Por ocasião das discussões dos acordos de Alvor, Jonas Savimbi apresentou o texto onde defendia a multirracialidade de Angola e enriqueceu, também, os princípios referentes às eleições gerais. Jonas Malheiro Savimbi foi signatário dos Acordos de Alvor a 15 de Janeiro de 1975, juntamente com Holden Roberto e Agostinho Neto e os seus movimentos (FNLA, MPLA e UNITA) reconhecidos como os únicos representantes do Povo Angolano.
Os Acordos de Alvor eram o único instrumento político-jurídico de transição do poder do regime colonial português para os angolanos, representados pelos três movimentos de libertação. Esta transição passaria por eleições livres em Outubro de 1975 e o Governo saído das eleições proclamaria a 11 de Novembro de 1975, em nome de todo Povo Angolano, a Independência do País.
Muito cedo o MPLA iniciou (com o total apoio das autoridades coloniais portuguesas) a inviabilização da aplicação dos Acordos de Alvor, excluindo do processo a FNLA e a UNITA. Em face desse clima de violação dos Acordos, Jonas Savimbi, numa tentativa de salvá-los, no dia 16 de Junho de 1975, promoveu a cimeira de Nakuru (Quénia) entre os dirigentes dos três movimentos para se restabelecer a paz no País antes da data acordada para a Independência.
Infelizmente, o MPLA violou totalmente os Acordos de Alvor e autoproclamou-se como o único representante do Povo Angolano e adjectivou os outros movimentos de inimigos e por isso nenhum palmo de terra para esses inimigos em Angola.
Assim, a 11 de Novembro de 1975 Agostinho Neto proclama a Independência de Angola em nome do Comité Central do MPLA e não do Povo Angolano.

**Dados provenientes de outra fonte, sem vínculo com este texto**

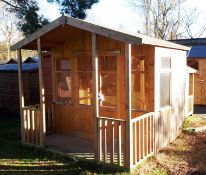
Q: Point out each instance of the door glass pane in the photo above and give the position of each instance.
(63, 86)
(108, 90)
(108, 81)
(165, 63)
(164, 89)
(85, 88)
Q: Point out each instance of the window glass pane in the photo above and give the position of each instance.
(190, 84)
(138, 91)
(108, 63)
(193, 64)
(85, 88)
(165, 63)
(63, 64)
(63, 86)
(108, 89)
(138, 63)
(164, 89)
(84, 63)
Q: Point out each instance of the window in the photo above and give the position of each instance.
(165, 81)
(84, 69)
(63, 80)
(108, 81)
(139, 82)
(191, 82)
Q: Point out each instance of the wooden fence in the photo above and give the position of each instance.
(164, 130)
(111, 140)
(32, 124)
(142, 137)
(150, 133)
(190, 107)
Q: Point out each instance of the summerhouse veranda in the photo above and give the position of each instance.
(103, 95)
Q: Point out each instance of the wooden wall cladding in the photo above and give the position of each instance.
(76, 119)
(200, 80)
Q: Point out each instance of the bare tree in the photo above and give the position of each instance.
(167, 19)
(189, 22)
(7, 26)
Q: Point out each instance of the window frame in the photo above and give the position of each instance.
(165, 71)
(145, 72)
(57, 72)
(77, 56)
(108, 72)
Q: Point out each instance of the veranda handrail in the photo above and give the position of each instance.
(142, 116)
(114, 119)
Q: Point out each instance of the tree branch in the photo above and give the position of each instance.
(13, 6)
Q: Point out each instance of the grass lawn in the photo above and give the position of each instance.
(17, 159)
(195, 120)
(185, 156)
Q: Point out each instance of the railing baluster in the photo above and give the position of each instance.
(143, 145)
(146, 135)
(100, 139)
(135, 143)
(112, 141)
(105, 140)
(150, 131)
(139, 141)
(119, 143)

Perante esta exclusão, acrescida a máxima de que para o inimigo (UNITA) nem um palmo de terra, Jonas Malheiro Savimbi apela – com êxito – à resistência popular generalizada contra o regime monopartidário e ditatorial do MPLA, na altura apoiado pelo imperialismo russo-cubano.

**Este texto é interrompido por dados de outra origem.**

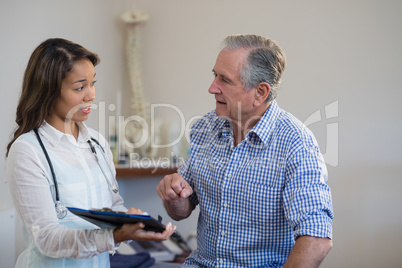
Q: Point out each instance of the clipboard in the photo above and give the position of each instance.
(105, 219)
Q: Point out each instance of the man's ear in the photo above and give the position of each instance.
(261, 93)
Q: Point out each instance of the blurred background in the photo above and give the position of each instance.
(343, 79)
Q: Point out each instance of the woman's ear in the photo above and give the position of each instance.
(261, 93)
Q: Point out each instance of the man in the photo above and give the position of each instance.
(255, 171)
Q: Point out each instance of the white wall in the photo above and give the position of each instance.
(345, 51)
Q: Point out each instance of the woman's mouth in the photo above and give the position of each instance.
(86, 110)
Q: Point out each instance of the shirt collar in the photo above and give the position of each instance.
(266, 124)
(54, 136)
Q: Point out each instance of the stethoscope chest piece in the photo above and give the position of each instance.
(61, 210)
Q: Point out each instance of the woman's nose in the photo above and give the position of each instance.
(91, 94)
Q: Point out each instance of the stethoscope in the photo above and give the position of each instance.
(61, 210)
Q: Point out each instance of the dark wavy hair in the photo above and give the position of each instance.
(41, 88)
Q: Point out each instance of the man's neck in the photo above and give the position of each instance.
(241, 128)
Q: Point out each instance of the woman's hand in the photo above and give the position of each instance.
(136, 232)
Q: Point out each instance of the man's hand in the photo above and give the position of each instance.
(174, 191)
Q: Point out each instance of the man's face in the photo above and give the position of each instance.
(232, 101)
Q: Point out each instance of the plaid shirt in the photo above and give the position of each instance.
(257, 197)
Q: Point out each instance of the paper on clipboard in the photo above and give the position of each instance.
(105, 219)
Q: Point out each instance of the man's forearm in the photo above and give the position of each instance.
(179, 209)
(308, 252)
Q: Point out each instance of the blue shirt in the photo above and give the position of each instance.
(256, 198)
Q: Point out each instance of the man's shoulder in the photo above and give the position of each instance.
(290, 125)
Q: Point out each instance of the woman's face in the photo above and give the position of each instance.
(77, 94)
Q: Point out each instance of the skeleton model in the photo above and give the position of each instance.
(137, 132)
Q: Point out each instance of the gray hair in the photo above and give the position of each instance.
(265, 63)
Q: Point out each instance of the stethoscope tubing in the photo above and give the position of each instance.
(61, 209)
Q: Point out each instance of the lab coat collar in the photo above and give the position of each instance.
(54, 136)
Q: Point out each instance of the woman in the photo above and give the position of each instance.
(57, 93)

Assim, durante 16 anos, Jonas Malheiro Savimbi dirigiu a resistência contra o expansionismo russo-cubano e o monopartidarismo, tendo angariado apoios e simpatias interna e externamente. Classificado como estratega político-militar de craveira internacional; combatente pela liberdade; esperança de Angola pelos países amantes da liberdade e da democracia, Jonas Savimbi, obrigou à saída dos cubanos de Angola e o fim do monopartidarismo.
A 31 de Maio de 1991, Jonas Savimbi assinou os Acordos de Bicesse/Portugal com Eduardo dos Santos, acordos que puseram fim à República Popular de Angola, levando o País às primeiras eleições gerais em Setembro de 1992.

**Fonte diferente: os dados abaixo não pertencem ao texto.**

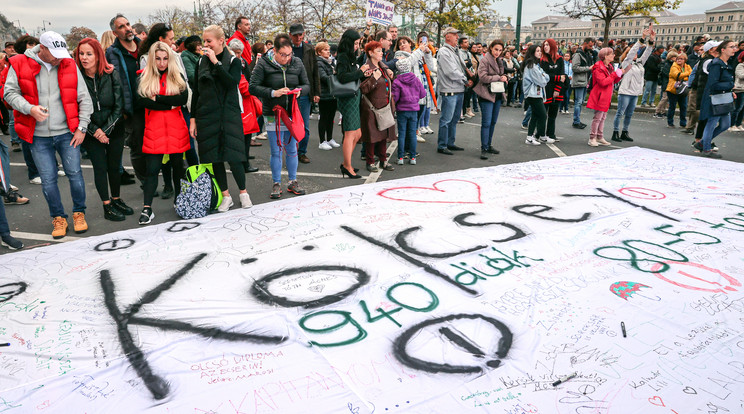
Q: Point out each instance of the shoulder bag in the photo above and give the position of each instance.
(722, 103)
(384, 115)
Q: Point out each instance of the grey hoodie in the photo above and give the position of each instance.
(49, 96)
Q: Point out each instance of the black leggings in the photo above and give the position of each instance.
(537, 121)
(552, 110)
(106, 159)
(221, 175)
(154, 162)
(327, 113)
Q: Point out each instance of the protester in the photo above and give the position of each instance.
(720, 80)
(327, 104)
(679, 72)
(248, 108)
(604, 76)
(215, 115)
(348, 70)
(582, 63)
(408, 92)
(306, 53)
(104, 140)
(452, 82)
(490, 71)
(631, 86)
(61, 126)
(278, 75)
(534, 81)
(554, 94)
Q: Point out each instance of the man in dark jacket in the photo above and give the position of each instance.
(124, 56)
(306, 52)
(651, 76)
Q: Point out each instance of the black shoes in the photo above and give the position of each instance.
(110, 212)
(122, 207)
(345, 172)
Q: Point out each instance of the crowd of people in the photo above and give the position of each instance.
(209, 98)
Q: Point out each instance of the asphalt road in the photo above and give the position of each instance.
(32, 224)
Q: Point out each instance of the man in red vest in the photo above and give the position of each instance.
(52, 109)
(242, 28)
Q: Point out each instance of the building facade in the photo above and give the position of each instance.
(723, 22)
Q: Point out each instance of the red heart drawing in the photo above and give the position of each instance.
(445, 191)
(657, 401)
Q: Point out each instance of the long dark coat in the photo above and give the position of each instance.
(216, 107)
(377, 92)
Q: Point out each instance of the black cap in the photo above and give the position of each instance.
(296, 28)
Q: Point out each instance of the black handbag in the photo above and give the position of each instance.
(722, 103)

As eleições de 1992 foram classificadas pela oposição de fraudulentas e não credíveis, reabrindo assim o clima de instabilidade.
A 16 de Outubro de 1992, Jonas Savimbi, em nome da UNITA aceita os resultados das eleições para evitar o impasse e o regresso à guerra. Mas como as maquinações no sentido de voltar a impor o cenário de 1975/76 tinham amadurecido, o MPLA pôs em marcha a sua estratégia de genocídio politico-tribal, massacrando dirigentes e quadros, assaltando e espoliando todo o património da UNITA
Mesmo diante deste clima, Jonas Savimbi procurou sempre vias do diálogo para solucionar o conflito pós-eleitoral, protagonizando variadíssimas iniciativas diplomáticas em prol da Paz.
A carreira de Jonas Savimbi foi fundamentalmente de um cidadão sensível aos problemas do seu Povo; de um empenho total as causas profundas e legítimas do seu Povo; de um condutor de homens cujo pensamento e acção determinaram a evolução do processo de libertação do Povo de Angola e de África Austral, tornando-o num dos patriotas mais vibrantes e empreendedores do fim do Século XX.
Jonas Malheiro Savimbi tinha uma visão clara e convicta da dinâmica da sociedade e da necessidade de se ajustar a prática política à evolução inevitável da história. Foi ele, o único dirigente nacionalista angolano que circunscreveu nos ideais do seu movimento, aquando da sua fundação em 1966, a democracia assegurada pelo voto do Povo através de vários partidos políticos. Impregnado deste valor, Jonas Savimbi, lutou com ele contra o colonialismo e o exclusivismo do sistema monopartidário.